Daerah tropis dengan temperatur yang hangat serta tingkat kelembaban
tertentu merupakan tempat yang baik untuk berkembangnya penyakit-penyakit
parasit. Faktor lain seperti kekurangan pakan yang berpengaruh pada kurangnya
gizi dengan disertai infeksi parasit sedikit saja sudah berpengaruh buruk pada
ternak, menurunkan produksi dan bahkan mengancam jiwa ternak. Cacing
nematoda di dalam saluran pencernaan merupakan cacing yang paling banyak
terdapat dibandingkan dengan organ sehingga penting artinya secara ekonomis.

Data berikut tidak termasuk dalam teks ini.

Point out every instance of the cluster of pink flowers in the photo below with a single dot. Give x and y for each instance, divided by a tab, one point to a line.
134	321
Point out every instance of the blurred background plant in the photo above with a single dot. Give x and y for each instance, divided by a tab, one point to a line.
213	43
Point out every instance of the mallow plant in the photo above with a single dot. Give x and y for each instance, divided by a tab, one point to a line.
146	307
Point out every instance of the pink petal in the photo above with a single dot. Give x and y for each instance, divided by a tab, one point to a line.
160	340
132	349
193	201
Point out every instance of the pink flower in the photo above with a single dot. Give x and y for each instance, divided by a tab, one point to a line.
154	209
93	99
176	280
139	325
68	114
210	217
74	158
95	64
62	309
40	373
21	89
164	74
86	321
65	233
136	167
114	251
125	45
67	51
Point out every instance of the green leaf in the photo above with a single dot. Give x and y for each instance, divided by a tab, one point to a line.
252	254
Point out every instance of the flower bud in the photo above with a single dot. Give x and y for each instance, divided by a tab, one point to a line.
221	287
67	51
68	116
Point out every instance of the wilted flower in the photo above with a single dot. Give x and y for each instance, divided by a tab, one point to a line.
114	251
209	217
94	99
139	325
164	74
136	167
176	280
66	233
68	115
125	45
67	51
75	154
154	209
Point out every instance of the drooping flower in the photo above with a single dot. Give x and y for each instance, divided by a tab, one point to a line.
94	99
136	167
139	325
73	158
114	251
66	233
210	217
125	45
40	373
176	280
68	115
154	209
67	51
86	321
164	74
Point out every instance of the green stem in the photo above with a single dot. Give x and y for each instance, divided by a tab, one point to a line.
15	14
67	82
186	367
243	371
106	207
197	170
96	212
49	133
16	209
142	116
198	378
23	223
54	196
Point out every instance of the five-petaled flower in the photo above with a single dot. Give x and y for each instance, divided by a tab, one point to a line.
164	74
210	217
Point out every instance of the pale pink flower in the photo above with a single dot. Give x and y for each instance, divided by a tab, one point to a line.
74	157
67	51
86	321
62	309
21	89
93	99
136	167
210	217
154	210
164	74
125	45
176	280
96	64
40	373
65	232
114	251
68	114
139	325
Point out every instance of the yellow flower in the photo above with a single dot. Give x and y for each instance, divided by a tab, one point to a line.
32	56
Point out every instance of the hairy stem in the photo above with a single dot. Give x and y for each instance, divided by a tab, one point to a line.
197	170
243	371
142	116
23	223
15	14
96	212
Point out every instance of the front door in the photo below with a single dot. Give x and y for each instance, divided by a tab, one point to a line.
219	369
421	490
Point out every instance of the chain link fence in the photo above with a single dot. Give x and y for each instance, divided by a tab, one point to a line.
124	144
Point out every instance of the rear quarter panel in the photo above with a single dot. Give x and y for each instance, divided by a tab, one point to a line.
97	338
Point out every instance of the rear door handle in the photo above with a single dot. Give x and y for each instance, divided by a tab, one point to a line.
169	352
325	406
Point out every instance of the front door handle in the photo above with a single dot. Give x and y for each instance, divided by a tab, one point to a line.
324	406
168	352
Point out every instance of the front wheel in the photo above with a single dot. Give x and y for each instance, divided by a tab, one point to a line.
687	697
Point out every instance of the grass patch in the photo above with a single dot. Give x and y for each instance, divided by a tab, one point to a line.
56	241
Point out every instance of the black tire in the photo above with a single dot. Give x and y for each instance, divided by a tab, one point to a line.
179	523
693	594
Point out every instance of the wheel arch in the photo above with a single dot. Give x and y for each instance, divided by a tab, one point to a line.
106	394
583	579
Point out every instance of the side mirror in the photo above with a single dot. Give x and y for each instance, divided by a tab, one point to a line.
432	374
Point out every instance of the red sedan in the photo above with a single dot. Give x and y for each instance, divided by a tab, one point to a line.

Parasit yang ada disetiap hewan merupakan campuran dari beberapa atau banyak
jenis nematoda. Infeksi yang terlihat di lapangan merupakan penjumlahan dari
pengaruh-pengaruh yang ditimbulkan oleh semua parasit. Infeksi alami diperoleh
hewan-hewan dengan cara menelan larva sedikit-sedikit selama satu periode
waktu yang panjang (Levine, 1994;Williamson dan Payne, 1993).
4
Penyakit sapi merupakan kendala bagi peternak, bahkan ancaman nyata
yang patut diperhatikan. Salah satunya nematoda gastrointestinal yang mampu
menimbukan gejala akut maupun kronis. Seperti penurunan berat badan, anemia,
diare bahkan menyebabkan kematian khususnya sapi muda. Dalam kesehatan
ternak upaya pencegahan infeksi penyakit akibat cacing harus ditangani sebelum
menimbulkan gejala yang lebih parah. Salah satu cara yang dilakukan untuk
mengetahui adanya telur cacing parasit terutama dalam gastrointestinal yaitu
dengan identifikasi telur cacing dalam feses. Cara ini termasuk mudah dan cepat
sebagai salah satu upaya diagnosa awal .
Tujuan Penelitian
Penelitian ini dilakukan untuk mengetahui tingkat prevalensi telur strongil
dari nematoda gastrointestinal pada sapi peranakan ongole di daerah kecamatan
Gamping kabupaten Sleman.
Manfaat Penelitian
Penelitian ini bermanfaat untuk mengetahui pengaruh faktor-faktor yang
dapat menyebabkan infeksi cacing nematoda gastrointestinal yang memiliki tipe
telur strongil. Sehingga meningkatkan kualitas kesehatan sapi potong seperti
peranakan ongole dan meningkatkan kesejahteraan peternak.